Decisions of the Office of Administrative Law Judges and Office of Administrative Appeals
Author: United States. Department of Labor. Office of Administrative Law Judges
Publisher:
Published: 1987
Total Pages: 470
ISBN-13:
DOWNLOAD EBOOK →Author: United States. Department of Labor. Office of Administrative Law Judges
Publisher:
Published: 1987
Total Pages: 470
ISBN-13:
DOWNLOAD EBOOK →Author: Administrative Conference of the United States
Publisher:
Published: 1974
Total Pages: 148
ISBN-13:
DOWNLOAD EBOOK →Author: United States. National Labor Relations Board. Division of Judges
Publisher: Government Printing Office
Published: 2001
Total Pages: 148
ISBN-13:
DOWNLOAD EBOOK →Author: United States. Department of Labor. Office of Administrative Law Judges
Publisher:
Published: 1987
Total Pages: 758
ISBN-13:
DOWNLOAD EBOOK →Author: United States.
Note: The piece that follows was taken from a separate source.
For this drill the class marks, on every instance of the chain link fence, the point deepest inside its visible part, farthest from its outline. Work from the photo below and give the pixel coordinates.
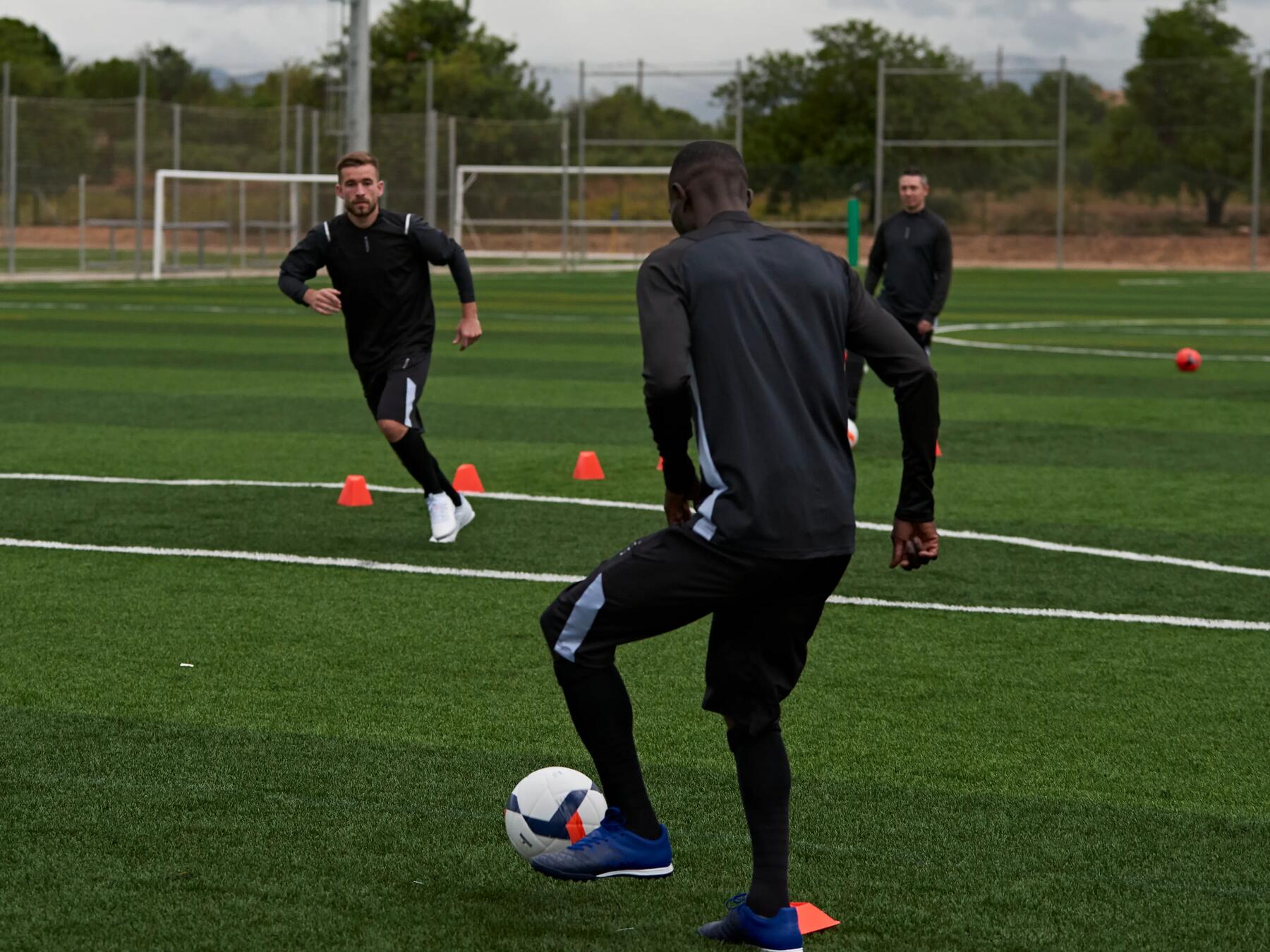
(1032, 165)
Federal Labor Relations Authority
Publisher:
Published: 1981
Total Pages: 20
ISBN-13:
DOWNLOAD EBOOK →Author: Christopher F. Edley
Publisher: Yale University Press
Published: 1992-07-29
Total Pages: 288
ISBN-13: 9780300052534
DOWNLOAD EBOOK →This seminal book presents a fundamental reconsideration of modern American administrative law. According to Christopher Edley, the guiding principle in this field is that courts should apply legal doctrines to control the discretion of unelected bureaucrats. In practice, however, these doctrines simply give unelected judges largely unconstrained--and inescapable--discretion. Assessed on its own terms, says Edley, administrative law is largely a failure. He discussed why and how this is so and argues that law should abandon its obsession with bureaucratic discretion and pursue instead the direct promotion of sound governance. Edley demonstrates that legal analyses of separation of powers and of judicial oversight of agencies implicitly use three decision-making paradigms: politics, scientific expertise, and adjudicatory fairness. Conventional wisdom maintains, for example, that judges should hesitate to question the political choices of legislators and the expertise of administrators, but need not be so deferential in addressing questions of law. Such judicial efforts to police governance have largely failed because, as Edley shows in several contexts, they attempt to appraise decision-making paradigms as though they were separable when in fact the important decisions of both judges and political officials combine elements of politics, science, and fairness. According to Edley, unsustainable boundaries among these paradigms cannot be a satisfactory basis for deciding when a court should interfere. Law must stop focusing on separation of powers and instead direct attention to such issues as bureaucratic incompetence, systemic agency delay, and political bias.